Logistic regression is one of the most widely used tools in statistical modelling, yet the gap between textbook theory and real-world practice remains a persistent challenge for students, researchers, and practitioners alike. This book bridges that gap with a comprehensive, hands-on guide to binary outcome modelling that goes well beyond the basics.
Built on a foundation of rigorous statistical theory, the book tackles the messy realities that applied analysts routinely face, including separation, rare events bias, overdispersion, and multicollinearity, offering clear and practical strategies for each. Rather than treating these as edge cases, the author positions them as central concerns deserving serious methodological attention. Modern variable selection strategies are examined in depth, contrasting traditional approaches with contemporary regularisation methods, while advanced topics such as Bayesian logistic regression and propensity score methods broaden the reader's analytical toolkit.
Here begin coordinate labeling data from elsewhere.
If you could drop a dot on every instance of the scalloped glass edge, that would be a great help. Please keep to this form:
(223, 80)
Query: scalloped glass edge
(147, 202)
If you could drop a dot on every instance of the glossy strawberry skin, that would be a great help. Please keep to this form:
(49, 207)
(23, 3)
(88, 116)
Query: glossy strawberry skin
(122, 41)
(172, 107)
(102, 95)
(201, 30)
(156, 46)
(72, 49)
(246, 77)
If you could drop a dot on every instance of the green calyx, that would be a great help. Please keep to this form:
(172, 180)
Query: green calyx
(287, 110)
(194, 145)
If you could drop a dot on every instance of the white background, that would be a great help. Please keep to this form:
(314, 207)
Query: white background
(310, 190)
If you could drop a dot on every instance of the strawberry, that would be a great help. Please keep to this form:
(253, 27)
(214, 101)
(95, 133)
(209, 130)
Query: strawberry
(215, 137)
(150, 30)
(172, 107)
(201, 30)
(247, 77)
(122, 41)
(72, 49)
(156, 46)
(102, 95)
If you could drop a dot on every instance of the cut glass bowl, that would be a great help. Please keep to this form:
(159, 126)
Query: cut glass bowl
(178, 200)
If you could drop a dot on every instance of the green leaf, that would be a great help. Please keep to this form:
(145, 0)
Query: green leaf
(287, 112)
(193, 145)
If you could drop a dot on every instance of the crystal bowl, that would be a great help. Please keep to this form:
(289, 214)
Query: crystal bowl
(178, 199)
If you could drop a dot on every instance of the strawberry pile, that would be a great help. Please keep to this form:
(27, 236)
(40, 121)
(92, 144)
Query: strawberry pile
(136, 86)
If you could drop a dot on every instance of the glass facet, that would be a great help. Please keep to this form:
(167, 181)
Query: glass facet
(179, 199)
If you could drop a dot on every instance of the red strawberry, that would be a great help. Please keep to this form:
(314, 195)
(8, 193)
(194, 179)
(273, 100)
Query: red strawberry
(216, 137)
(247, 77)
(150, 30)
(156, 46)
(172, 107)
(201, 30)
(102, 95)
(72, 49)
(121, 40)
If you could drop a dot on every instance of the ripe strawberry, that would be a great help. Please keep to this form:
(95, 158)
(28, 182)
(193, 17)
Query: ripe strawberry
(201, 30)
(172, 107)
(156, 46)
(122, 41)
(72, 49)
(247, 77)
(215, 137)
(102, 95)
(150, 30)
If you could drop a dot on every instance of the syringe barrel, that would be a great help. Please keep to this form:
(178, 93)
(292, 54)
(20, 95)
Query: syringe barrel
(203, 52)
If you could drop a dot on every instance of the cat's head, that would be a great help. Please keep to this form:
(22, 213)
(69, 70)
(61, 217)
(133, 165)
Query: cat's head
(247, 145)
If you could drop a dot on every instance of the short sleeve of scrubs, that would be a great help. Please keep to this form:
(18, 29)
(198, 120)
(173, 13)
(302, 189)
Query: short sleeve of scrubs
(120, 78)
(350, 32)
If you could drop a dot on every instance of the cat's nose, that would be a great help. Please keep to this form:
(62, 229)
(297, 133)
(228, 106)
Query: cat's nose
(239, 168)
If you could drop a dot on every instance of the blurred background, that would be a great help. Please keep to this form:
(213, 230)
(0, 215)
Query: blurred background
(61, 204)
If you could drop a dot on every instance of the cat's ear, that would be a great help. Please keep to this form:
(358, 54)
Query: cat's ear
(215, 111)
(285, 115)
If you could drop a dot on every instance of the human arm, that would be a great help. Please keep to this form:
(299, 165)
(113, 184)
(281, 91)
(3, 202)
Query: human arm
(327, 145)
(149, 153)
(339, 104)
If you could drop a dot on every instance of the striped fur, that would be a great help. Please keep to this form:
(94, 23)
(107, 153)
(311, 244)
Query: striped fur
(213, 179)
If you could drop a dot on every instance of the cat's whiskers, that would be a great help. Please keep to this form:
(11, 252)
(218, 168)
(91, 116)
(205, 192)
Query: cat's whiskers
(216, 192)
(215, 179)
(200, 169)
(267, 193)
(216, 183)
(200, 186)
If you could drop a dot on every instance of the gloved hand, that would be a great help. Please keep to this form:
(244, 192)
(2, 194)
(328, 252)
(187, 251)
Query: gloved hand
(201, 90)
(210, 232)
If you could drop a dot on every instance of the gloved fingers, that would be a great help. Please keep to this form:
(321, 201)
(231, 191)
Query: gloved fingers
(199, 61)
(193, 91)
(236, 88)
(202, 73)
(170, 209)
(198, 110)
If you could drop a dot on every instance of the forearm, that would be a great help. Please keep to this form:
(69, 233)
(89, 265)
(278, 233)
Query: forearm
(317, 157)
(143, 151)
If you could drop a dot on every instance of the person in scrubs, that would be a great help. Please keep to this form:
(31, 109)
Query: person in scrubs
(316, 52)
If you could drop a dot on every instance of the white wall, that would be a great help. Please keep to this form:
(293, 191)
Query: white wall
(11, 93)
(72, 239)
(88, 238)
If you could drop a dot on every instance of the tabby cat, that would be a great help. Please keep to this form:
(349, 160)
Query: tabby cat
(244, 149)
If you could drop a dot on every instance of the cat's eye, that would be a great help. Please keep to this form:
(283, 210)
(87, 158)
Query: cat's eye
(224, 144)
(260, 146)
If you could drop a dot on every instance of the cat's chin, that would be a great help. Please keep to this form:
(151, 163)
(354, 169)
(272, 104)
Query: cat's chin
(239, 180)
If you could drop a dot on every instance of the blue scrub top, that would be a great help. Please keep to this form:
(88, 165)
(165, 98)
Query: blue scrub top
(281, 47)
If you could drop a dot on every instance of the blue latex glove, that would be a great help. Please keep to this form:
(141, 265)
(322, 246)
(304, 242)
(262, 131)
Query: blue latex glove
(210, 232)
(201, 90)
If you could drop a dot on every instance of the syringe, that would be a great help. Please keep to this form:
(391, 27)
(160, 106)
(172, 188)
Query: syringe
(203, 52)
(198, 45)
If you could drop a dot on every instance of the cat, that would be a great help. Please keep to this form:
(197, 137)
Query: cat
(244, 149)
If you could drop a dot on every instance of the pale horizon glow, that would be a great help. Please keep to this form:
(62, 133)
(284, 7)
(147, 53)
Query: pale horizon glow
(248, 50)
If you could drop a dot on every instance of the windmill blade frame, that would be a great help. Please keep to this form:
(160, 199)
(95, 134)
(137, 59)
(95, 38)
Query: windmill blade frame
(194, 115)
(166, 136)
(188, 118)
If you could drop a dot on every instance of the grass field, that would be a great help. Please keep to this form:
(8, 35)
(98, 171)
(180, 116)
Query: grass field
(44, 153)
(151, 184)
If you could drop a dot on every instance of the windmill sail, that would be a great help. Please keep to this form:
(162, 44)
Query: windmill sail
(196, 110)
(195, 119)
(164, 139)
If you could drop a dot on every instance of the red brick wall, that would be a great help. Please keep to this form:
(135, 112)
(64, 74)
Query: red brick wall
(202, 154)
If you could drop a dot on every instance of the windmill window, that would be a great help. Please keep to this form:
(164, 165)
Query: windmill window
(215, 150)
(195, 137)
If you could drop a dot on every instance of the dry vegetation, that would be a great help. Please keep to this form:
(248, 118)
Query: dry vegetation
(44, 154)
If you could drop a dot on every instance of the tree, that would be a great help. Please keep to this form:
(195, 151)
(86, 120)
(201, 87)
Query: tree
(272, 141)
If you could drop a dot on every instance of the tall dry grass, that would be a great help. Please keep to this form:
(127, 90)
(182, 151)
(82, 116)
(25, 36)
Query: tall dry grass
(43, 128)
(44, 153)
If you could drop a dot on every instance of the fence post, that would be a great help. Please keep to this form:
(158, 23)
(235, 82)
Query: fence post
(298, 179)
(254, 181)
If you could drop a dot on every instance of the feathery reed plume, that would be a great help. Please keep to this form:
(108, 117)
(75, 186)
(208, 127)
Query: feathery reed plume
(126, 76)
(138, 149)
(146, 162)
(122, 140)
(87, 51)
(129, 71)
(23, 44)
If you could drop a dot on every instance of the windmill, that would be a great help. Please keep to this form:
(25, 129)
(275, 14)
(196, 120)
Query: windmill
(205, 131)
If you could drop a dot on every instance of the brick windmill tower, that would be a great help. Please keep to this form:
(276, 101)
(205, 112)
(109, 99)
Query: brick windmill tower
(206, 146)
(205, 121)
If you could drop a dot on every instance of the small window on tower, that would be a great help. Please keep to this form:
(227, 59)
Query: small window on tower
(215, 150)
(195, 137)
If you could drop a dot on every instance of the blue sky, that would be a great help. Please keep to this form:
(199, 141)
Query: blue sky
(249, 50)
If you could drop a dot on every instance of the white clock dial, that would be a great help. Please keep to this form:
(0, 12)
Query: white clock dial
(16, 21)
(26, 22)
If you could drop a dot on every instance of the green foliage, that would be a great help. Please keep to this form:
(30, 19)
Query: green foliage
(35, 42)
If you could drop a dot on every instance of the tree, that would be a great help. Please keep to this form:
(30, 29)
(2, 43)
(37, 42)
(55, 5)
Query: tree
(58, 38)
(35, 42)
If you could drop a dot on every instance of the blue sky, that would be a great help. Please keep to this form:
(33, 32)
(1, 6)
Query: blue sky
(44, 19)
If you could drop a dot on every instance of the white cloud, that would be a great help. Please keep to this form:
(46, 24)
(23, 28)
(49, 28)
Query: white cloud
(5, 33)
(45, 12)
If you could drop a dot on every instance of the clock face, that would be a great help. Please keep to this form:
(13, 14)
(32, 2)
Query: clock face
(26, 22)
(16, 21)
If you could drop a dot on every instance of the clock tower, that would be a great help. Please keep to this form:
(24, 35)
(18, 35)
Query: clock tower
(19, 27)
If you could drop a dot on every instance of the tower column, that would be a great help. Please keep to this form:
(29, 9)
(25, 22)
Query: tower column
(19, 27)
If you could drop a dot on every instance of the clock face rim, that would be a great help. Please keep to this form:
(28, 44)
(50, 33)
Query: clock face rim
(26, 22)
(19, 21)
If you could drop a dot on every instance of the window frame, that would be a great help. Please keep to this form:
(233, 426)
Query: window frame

Throughout, statistical theory is integrated with computational methods and domain knowledge, grounded in reproducible R code, simulated examples, and real-world applications drawn from fields where the stakes of getting it wrong are high.
Whether you are an advanced undergraduate or graduate student studying regression modelling or applied statistics, a researcher navigating imbalanced outcomes in epidemiology or finance, or a data scientist seeking reliable methods for classification problems, this book offers the depth and practicality to meet you where you are and take your work further.